Following the provisional suspension of Russia's main anti-doping lab over the weekend, Sports Minister Vitaly Mutko said Monday that reforms would be made to bring the lab in line with international standards.

The problems at the Moscow Anti-Doping Center, the only laboratory in Russia approved by the World Anti-Doping Association, or WADA, come less than three months before the start of the Sochi Winter Games.

WADA announced Sunday that the Moscow lab was provisionally suspended for six months and given a Dec. 1 deadline to improve the reliability of its results. If the lab does not follow the recommendations of a disciplinary committee, it will not be allowed to provide testing facilities for February's Olympics, an embarrassing possibility for the Kremlin, which wants the Games to show off Russia as a developed and accomplished nation.

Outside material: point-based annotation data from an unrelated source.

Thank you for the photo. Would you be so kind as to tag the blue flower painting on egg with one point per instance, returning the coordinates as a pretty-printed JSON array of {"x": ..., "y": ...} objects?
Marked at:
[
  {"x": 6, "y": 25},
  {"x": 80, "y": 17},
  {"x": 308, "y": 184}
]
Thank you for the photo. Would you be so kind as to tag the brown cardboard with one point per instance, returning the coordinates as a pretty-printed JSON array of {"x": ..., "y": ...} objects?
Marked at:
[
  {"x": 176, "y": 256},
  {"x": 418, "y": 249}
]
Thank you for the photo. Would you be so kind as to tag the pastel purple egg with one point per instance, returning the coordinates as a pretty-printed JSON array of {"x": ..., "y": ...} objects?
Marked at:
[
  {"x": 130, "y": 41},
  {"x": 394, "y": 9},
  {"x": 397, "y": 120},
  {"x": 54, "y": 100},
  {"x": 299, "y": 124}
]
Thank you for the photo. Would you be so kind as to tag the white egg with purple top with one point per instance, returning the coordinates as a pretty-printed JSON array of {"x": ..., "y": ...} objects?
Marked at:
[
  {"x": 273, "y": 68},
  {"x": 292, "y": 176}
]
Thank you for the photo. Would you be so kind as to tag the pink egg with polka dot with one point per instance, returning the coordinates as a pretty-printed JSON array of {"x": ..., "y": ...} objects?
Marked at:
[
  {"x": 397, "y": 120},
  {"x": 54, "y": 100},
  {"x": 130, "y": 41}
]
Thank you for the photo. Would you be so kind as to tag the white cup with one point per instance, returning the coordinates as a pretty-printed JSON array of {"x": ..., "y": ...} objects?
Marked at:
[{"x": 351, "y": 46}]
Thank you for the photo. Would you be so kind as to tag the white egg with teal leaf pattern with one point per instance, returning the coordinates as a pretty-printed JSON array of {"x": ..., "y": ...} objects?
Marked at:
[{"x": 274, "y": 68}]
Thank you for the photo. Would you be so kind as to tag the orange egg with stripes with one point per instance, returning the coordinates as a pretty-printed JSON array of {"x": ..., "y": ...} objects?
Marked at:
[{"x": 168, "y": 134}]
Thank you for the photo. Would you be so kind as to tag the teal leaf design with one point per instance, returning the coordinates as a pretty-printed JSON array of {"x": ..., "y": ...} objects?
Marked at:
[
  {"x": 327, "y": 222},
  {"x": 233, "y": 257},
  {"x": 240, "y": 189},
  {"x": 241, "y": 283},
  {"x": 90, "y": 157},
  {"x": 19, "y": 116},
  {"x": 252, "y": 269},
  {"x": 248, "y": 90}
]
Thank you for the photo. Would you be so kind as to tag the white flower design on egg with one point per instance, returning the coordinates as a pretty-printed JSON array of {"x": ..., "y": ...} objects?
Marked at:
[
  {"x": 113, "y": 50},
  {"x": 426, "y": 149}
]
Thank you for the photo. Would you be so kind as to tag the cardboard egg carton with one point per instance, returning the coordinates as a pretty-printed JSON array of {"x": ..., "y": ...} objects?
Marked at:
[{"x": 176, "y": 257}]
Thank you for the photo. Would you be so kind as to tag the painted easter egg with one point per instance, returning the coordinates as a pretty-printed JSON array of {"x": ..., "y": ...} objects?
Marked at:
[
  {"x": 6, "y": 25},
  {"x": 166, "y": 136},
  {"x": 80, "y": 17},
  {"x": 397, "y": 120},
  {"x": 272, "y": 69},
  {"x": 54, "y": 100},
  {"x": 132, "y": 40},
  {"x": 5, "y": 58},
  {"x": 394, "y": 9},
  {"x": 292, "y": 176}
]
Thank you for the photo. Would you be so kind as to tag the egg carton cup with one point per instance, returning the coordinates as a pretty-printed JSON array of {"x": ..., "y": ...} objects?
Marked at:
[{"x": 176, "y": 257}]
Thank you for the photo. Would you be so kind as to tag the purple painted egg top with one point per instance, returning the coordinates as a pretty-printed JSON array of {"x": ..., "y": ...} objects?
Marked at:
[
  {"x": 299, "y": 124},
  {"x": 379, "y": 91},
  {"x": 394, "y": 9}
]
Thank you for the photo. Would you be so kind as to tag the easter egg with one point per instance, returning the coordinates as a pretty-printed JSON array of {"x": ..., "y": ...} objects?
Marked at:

Mutko said Monday that his ministry, which runs the Moscow Anti-Doping Center, had received an official letter from WADA detailing the recommendations. He said one of the stated proposals was to have at least three international experts on staff at the center.

"Of course, the recommendations from WADA will be fulfilled," Mutko said at a Sports Ministry event, RIA Novosti reported. "These are labor issues — that's no problem at all."

"WADA systematically makes certain observations and proposals regarding anti-doping centers to improve the effectiveness of the laboratories," Mutko said.

The international anti-doping authority said in a statement Sunday that it was giving the Moscow facility a first deadline of Dec. 1 to bring in independent "quality management" experts to "allow everyone to be confident of the accuracy and reliability of results moving forward."

WADA said there was also a second deadline of April 1, 2014, when the lab must ensure that program of improvement has been "drafted, finalized, implemented and embedded."

"If the two above-mentioned conditions are fully satisfied within the specified deadlines [to which no extensions will be granted], then the above-referenced six month suspension of accreditation of the Moscow laboratory shall never come into effect," WADA said.

The International Olympic Committee announced last week that it would do more doping tests around the Sochi Games than any other Winter Olympics — nearly 2,500 in all. The Moscow lab is due to move some of its facilities to Sochi to handle those tests under Moscow's accreditation.

In response Sunday to WADA's announcement that the Moscow lab had been suspended, the IOC, said it guaranteed the "integrity" of the drug-testing program at the Sochi Olympics.

"The IOC is confident that all the necessary measures will be taken and the Sochi lab will be fully functioning during the Games," the IOC said in a statement. "The integrity of the Games-time testing program will remain unaffected by these developments, indeed it will be strengthened."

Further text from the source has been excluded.